Igor Aksyonov

Personal information
- Full name: Igor Vladimirovich Aksyonov
- Date of birth: 11 August 1977 (age 48)
- Place of birth: Kalinin, Russian SFSR
- Height: 1.79 m (5 ft 10+1⁄2 in)
- Position: Midfielder

Team information
- Current team: PFC CSKA Moscow (conditioning coach)

Senior career*
- Years: Team / Apps / (Gls)
- 1994–1995: FC Trion-Volga Tver / 48 / (5)
- 1996–1998: FC Arsenal Tula / 82 / (7)
- 1999: PFC CSKA Moscow / 16 / (0)
- 2000: FC Lokomotiv Nizhny Novgorod / 10 / (0)
- 2000: FK Rīga / 13 / (5)
- 2001: PFC CSKA Moscow / 0 / (0)
- 2002: FC Anzhi Makhachkala / 14 / (1)
- 2003: FC Kristall Smolensk / 20 / (1)
- 2003–2004: FC Kuban Krasnodar / 33 / (0)
- 2005: FC Metalist Kharkiv
- 2006: FC Nara-Desna Naro-Fominsk / 13 / (0)
- 2006–2007: FC Aktobe / 13 / (0)
- 2007–2008: Astana / 21 / (0)
- 2008: FC Volga Tver / 31 / (0)
- 2009: FC Dmitrov / 31 / (2)
- 2010: FC Volga Tver / 20 / (0)

International career
- 1998–1999: Russia U21 / 11 / (0)

Managerial career
- 2016–: PFC CSKA Moscow (conditioning coach)

= Igor Aksyonov =

Russian footballer

Igor Vladimirovich Aksyonov (Игорь Владимирович Аксёнов; born 11 August 1977) is a Russian professional football coach and a former player.
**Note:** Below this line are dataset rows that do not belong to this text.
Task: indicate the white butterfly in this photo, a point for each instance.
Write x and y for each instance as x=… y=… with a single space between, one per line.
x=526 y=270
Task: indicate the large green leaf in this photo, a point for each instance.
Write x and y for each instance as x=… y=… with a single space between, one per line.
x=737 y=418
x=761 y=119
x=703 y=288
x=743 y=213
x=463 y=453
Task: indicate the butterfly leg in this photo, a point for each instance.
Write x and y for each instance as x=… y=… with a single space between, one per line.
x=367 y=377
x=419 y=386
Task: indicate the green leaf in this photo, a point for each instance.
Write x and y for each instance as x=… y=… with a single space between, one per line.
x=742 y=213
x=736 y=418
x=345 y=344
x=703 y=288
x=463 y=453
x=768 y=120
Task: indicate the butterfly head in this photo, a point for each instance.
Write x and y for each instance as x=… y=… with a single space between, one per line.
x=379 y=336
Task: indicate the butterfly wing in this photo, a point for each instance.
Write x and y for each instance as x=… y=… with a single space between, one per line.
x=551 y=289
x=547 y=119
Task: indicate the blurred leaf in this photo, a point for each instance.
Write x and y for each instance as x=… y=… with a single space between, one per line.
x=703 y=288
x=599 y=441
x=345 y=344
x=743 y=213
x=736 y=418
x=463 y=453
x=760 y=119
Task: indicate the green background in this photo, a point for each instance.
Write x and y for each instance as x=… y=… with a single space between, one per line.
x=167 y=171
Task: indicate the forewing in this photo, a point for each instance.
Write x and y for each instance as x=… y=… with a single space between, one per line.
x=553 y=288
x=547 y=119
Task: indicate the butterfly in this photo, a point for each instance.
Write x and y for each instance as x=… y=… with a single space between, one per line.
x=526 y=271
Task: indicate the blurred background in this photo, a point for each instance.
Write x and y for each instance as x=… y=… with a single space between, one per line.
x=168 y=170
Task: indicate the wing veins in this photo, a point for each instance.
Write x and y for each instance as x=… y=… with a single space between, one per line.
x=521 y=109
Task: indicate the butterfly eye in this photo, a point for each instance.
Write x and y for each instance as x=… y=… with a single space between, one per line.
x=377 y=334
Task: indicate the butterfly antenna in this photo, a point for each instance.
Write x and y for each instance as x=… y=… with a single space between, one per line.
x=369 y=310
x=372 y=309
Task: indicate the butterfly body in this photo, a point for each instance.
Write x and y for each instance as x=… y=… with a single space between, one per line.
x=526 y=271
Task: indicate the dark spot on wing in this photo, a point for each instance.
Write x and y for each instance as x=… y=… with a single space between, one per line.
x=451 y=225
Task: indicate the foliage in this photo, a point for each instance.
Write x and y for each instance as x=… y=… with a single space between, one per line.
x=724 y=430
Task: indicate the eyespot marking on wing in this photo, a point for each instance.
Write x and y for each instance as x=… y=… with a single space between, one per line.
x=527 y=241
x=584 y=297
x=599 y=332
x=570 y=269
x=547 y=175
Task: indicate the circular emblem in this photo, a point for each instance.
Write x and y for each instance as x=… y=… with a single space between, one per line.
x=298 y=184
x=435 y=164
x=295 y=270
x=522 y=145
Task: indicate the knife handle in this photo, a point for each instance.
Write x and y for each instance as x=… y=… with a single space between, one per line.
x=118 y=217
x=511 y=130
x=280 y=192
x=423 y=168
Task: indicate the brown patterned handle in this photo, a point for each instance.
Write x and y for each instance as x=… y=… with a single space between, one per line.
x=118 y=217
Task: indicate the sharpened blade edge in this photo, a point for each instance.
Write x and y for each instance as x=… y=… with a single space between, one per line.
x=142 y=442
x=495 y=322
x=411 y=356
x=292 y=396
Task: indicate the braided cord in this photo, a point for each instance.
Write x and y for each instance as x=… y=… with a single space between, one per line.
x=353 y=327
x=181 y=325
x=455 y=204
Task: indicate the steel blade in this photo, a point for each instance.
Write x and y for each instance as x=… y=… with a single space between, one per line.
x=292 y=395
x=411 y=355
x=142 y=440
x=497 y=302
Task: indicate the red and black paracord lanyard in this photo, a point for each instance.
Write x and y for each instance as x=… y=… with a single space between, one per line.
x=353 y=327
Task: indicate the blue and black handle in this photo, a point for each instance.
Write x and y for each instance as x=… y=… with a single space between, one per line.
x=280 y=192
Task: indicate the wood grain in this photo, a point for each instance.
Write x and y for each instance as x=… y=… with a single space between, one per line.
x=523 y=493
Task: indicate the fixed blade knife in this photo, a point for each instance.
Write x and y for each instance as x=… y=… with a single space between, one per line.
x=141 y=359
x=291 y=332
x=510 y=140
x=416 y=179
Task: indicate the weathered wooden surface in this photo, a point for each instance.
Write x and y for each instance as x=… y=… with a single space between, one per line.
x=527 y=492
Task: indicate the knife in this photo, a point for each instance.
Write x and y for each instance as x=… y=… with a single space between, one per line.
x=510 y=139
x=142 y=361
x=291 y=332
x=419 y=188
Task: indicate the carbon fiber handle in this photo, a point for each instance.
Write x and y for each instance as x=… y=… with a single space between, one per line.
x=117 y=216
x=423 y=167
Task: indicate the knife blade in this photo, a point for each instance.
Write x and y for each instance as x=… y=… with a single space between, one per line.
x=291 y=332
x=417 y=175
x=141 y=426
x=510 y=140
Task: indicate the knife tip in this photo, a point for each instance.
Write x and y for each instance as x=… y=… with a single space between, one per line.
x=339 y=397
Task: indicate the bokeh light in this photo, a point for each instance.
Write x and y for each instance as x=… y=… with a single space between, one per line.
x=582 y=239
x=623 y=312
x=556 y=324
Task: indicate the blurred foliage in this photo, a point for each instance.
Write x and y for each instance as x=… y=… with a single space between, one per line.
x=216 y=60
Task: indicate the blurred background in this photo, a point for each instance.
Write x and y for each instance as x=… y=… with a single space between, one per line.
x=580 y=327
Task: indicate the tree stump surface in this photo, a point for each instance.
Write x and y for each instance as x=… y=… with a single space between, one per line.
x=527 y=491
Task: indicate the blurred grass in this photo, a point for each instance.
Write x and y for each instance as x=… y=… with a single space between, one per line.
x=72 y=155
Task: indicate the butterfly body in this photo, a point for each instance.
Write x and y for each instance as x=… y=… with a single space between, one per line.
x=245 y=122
He currently works as a conditioning coach with PFC CSKA Moscow.

==Club career==
He made his debut in the Russian Premier League in 1999 for PFC CSKA Moscow. He played one game in the UEFA Champions League 1999–2000 qualification for PFC CSKA Moscow.

==Honours==
- Russian Premier League bronze: 1999.